③について、社外から交通費精算サービスとグループウェアサービスにアクセスしたとき、それぞれのサービスは異なる理由でログインに失敗する。それらは、図1中のどの通信ができないことによるものか。

・交通費精算サービス:(3)、社外からIdPへの通信がファイアウォールによって遮断されるから

 問題文に「グループウェアサービスだけは、接続元IPアドレスを制限する機能を備えていたので、その機能を有効化し、社内からだけログインできるように設定した。しかし、残りのクラウドサービスは接続元IPアドレスの制限機能を備えていなかった。」とあります。そこで、グループウェアサービスは、図1に示すLDAPサーバでの認証を行う方式を採用しています。

 ここで早合点して、LDAPサーバでの認証で拒否されると回答してしまいそうですが、もう少し慎重に問題文全体を見ましょう。

 さらに問題文を見ていくと、「IdPは社内ネットワークに設置し、IdPのログイン画面のURLのFQDNには、社内のFQDNを割り当てることにした」とあります。

 ここで図1のシーケンスを再確認すると、(1)(2)の通信はWebブラウザとSP間で正常に完了しますが、次の(3)WebブラウザからIdPへのログイン画面要求の通信はどうでしょうか。社外にあるWebブラウザが社内ネットワークにあるIdPに通信するのに、何らかの制約がないか思い浮かべられれば正解も近いです。

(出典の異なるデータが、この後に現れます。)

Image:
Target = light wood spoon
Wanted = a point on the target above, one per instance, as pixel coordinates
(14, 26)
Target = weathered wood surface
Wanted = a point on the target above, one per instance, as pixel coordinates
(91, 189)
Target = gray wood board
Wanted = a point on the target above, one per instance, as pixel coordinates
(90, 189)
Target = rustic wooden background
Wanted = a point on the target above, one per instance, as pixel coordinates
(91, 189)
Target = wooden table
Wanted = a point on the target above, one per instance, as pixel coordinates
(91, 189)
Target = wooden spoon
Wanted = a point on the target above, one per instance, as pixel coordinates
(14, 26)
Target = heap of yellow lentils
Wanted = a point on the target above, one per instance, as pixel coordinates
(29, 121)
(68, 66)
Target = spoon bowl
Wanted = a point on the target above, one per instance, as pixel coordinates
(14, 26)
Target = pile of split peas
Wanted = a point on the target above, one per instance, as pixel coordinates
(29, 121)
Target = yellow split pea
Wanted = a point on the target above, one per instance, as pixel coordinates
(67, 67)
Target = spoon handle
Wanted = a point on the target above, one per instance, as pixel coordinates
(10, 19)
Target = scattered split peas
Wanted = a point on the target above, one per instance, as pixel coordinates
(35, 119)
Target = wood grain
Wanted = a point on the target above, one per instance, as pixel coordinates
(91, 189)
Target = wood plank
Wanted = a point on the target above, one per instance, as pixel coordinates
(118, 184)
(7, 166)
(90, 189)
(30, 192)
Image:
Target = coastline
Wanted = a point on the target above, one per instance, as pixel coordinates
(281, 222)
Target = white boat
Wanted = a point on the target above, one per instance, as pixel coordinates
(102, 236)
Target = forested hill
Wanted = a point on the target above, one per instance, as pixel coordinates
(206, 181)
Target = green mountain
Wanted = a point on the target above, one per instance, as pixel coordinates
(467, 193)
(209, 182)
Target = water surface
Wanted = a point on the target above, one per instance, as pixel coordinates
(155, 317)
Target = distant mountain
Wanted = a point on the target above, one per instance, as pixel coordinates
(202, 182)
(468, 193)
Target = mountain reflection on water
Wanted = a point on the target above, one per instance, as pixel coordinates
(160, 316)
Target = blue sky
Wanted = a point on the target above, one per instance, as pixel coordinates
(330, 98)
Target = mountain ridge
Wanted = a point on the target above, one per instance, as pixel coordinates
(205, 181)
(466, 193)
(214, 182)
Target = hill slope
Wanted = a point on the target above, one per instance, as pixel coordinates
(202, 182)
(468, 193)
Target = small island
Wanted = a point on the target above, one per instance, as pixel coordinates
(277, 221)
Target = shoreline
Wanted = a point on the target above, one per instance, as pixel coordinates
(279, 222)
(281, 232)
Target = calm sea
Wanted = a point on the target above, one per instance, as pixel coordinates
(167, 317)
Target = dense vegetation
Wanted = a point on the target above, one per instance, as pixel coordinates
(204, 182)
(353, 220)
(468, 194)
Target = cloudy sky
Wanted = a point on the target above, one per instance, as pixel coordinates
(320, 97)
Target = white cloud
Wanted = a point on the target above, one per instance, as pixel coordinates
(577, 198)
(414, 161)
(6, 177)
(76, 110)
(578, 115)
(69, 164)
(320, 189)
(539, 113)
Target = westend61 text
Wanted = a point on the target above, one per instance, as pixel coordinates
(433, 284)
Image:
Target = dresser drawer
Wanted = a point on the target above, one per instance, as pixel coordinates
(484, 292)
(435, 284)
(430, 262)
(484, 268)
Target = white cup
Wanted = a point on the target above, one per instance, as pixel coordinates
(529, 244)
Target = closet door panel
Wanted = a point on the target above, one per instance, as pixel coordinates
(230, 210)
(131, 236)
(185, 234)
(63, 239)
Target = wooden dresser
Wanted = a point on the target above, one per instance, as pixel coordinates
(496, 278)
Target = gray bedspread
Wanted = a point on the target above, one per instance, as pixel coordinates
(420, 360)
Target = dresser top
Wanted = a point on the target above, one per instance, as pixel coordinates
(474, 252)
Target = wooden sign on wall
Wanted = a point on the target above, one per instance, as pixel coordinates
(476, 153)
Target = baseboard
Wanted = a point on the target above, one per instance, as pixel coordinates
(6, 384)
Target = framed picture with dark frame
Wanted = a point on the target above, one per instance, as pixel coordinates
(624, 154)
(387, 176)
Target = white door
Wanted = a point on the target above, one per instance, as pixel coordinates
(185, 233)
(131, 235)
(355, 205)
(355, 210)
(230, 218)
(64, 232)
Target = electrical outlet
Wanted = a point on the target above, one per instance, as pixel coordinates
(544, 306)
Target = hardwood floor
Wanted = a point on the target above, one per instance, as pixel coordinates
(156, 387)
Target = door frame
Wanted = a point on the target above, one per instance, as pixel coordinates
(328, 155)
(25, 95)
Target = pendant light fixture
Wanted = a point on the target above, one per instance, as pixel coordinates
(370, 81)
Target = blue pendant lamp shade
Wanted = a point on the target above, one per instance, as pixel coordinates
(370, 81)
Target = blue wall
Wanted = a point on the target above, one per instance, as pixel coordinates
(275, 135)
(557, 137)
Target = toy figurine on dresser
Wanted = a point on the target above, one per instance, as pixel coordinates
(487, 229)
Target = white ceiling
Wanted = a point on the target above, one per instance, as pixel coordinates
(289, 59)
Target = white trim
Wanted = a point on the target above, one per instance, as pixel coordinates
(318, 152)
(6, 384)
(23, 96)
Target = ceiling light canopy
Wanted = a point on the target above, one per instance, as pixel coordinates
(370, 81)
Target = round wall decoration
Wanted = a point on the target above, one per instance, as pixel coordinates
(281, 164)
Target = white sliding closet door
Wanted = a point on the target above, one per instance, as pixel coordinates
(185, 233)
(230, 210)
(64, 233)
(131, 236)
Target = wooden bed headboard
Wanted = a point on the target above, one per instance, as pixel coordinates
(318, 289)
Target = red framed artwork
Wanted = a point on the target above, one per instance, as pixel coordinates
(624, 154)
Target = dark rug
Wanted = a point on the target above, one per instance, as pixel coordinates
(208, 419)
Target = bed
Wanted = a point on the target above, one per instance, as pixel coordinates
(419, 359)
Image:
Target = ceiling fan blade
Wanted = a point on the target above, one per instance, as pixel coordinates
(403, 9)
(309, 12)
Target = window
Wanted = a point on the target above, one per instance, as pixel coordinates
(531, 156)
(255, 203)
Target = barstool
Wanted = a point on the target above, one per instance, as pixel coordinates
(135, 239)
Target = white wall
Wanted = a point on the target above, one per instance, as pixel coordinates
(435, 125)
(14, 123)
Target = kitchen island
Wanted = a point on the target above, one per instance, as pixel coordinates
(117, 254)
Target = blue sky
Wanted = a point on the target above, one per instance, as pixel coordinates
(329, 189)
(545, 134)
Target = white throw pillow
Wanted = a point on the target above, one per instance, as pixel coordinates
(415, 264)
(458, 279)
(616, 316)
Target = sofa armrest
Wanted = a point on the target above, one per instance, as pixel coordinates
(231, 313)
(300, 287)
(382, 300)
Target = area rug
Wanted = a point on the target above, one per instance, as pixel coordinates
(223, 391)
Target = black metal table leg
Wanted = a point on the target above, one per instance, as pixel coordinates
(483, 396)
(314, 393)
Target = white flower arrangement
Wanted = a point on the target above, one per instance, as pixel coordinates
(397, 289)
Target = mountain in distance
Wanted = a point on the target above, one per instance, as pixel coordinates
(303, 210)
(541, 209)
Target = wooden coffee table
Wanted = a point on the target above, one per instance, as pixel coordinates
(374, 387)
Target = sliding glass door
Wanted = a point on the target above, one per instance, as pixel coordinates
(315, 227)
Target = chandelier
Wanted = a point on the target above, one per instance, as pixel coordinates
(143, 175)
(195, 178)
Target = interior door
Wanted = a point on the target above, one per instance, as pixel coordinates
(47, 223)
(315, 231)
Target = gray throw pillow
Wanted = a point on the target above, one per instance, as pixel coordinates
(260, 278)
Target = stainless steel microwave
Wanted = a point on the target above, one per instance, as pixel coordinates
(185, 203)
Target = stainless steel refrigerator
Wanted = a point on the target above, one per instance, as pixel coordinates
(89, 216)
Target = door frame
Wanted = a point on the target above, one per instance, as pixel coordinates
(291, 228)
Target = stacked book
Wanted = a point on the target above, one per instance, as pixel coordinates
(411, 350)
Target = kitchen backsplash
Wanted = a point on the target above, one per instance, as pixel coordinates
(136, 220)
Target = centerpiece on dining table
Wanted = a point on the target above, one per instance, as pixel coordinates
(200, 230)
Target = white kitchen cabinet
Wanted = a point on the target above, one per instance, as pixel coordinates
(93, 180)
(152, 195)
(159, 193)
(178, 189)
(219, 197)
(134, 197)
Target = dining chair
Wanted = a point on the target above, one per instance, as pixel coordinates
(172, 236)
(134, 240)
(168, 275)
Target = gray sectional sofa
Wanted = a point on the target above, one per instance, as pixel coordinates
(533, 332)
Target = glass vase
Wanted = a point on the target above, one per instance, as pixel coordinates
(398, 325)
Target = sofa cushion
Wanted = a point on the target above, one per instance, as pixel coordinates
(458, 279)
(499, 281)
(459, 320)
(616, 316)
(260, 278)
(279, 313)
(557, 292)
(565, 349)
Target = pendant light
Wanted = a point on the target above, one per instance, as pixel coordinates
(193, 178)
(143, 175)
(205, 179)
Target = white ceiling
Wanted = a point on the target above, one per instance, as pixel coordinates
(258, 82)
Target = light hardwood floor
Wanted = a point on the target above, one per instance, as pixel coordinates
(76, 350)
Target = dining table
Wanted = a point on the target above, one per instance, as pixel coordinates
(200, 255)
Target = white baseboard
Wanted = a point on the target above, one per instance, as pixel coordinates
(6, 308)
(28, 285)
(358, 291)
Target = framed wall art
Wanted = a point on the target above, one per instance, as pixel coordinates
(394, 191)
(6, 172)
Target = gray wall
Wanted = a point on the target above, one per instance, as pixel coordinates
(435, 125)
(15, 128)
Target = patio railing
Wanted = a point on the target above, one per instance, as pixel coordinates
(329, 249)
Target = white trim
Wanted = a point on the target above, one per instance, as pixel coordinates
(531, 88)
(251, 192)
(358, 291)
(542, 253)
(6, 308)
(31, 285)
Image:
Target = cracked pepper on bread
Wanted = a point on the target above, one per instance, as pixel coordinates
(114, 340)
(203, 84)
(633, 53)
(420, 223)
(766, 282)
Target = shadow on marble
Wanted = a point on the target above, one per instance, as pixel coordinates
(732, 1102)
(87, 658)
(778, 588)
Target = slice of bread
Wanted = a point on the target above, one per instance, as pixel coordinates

 問題文の前半に「社外から社内ネットワークへの通信はフォイアウォールによって禁止されている」とあり、(3)WebブラウザからIdPへのログイン画面要求の通信はファイアウォールで遮断されることになります。

 

・グループウェアサービス:(1)、クラウドサービス側で接続元IPアドレスの制限が行われているから

 上記のとおり、グループウェアサービスだけは、接続元IPアドレスを制限する機能を有効化しています。グループウェアサービスは、図1の(a)SPに該当し、SP側で接続元IPアドレスによる制限が可能ということです。したがって、(1)のWebブラウザからSPへのサービス要求の通信ができないことになります。(シーケンスとしては、最初のサービス要求は到達すると思いますが、SP側で拒否され、通信が完了しないことになります)

 C主任は検証結果をB部長に説明し、承認を得て、SAMLを用いた認証連携と接続元制限を開始した。また、シングルサインオンも併せて実現したことによって、クラウドサービスを利用する従業員の利便性も向上することができた。